Last 36 months of filings 2023-05-01 — 2026-04-01
Monthly eviction filings (Eviction Lab tracker)2023-05-01: 589 filings (1.09× hist)2023-06-01: 542 filings (1.09× hist)2023-07-01: 506 filings (0.95× hist)2023-08-01: 633 filings (1.14× hist)2023-09-01: 597 filings (1.03× hist)2023-10-01: 692 filings (1.46× hist)2023-11-01: 484 filings (1.36× hist)2023-12-01: 412 filings (1.08× hist)2024-01-01: 605 filings (0.95× hist)2024-02-01: 464 filings (1.05× hist)2024-03-01: 453 filings (0.80× hist)2024-04-01: 478 filings (1.09× hist)2024-05-01: 491 filings (0.91× hist)2024-06-01: 448 filings (0.90× hist)2024-07-01: 559 filings (1.05× hist)2024-08-01: 474 filings (0.86× hist)2024-09-01: 562 filings (0.97× hist)2024-10-01: 253 filings (0.53× hist)2024-11-01: 227 filings (0.64× hist)2024-12-01: 350 filings (0.92× hist)2025-01-01: 396 filings (0.62× hist)2025-02-01: 305 filings (0.72× hist)2025-03-01: 361 filings (0.64× hist)2025-04-01: 360 filings (0.82× hist)2025-05-01: 390 filings (0.72× hist)2025-06-01: 343 filings (0.69× hist)2025-07-01: 480 filings (0.90× hist)2025-08-01: 441 filings (0.80× hist)2025-09-01: 543 filings (0.93× hist)2025-10-01: 524 filings (1.11× hist)2025-11-01: 340 filings (0.96× hist)2025-12-01: 430 filings (1.13× hist)2026-01-01: 449 filings (0.70× hist)2026-02-01: 314 filings (0.74× hist)2026-03-01: 529 filings (0.94× hist)2026-04-01: 388 filings (0.88× hist)
Filings stayed roughly flat over the past 12 months.
05FAQ

Frequently asked questions

Q1

Can I evict a tenant for being late on rent by just a few days?

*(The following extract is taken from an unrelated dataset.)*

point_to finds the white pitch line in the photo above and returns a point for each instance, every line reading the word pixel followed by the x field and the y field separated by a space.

No. In Cranston, for non-payment of rent, you must issue a 5-day pay-or-quit notice. The tenant has those five full days to pay the rent due. You cannot file for eviction until that notice period has expired without payment.

Q2

What if my tenant claims there are maintenance issues? Can they withhold rent?

Rhode Island law generally requires tenants to notify you of major maintenance issues in writing and give you a reasonable time to fix them. If you fail to make repairs, they may have legal recourse, but typically they cannot unilaterally withhold rent without following specific legal procedures, often involving placing rent in an escrow account. Consult an attorney if this situation arises. Don't assume they can just stop paying.

Q3

Do I need an attorney for an eviction in Cranston?

While you can represent yourself in District Court, it's highly recommended to hire an attorney, especially given the 5.5/10 eviction process difficulty score and the high potential costs of errors. An attorney ensures proper notice, correct court filings, and effective representation, which can save you significant time and money in the long run. Consider an attorney for any court appearance. For more on the legal side, check out our Rhode Island tenant protections guide.

Q4

What if my tenant just leaves without notice?

If a tenant abandons the property, you still have legal steps to follow. You typically need to send a notice of abandonment and wait a certain period before you can legally re-take possession and dispose of any remaining property. Do not immediately assume the property is yours to re-rent or dispose of their belongings; consult R.I.G.L. § 34-18 for specifics or speak with an attorney.

Q5

Can Cranston enact rent control?

Currently, there is no statewide rent control in Rhode Island. While local municipalities could theoretically pass their own ordinances, they would likely face legal challenges. The rent-control-risk sub-score for Cranston is 3.5/10, indicating a relatively low risk, but it's always something to monitor. Stay informed on Rhode Island rent control rules.

06Score

What this score means for landlords2

A 5.3/10 places Cranston in the 33th percentile of Rhode Island cities on the Eviction Risk Score index. The score is the average of the nine sub-axes, all calibrated on a national 1–10 scale where 1 is most landlord-friendly and 10 is most tenant-protective. The 50-year reconstruction shows this score has risen sharply since 1976 — a structural drift driven by court-calendar growth, rent-control adoption, and the rise of tenant-side legal aid. The trajectory matters more than the snapshot: the score is the climate, not the weather.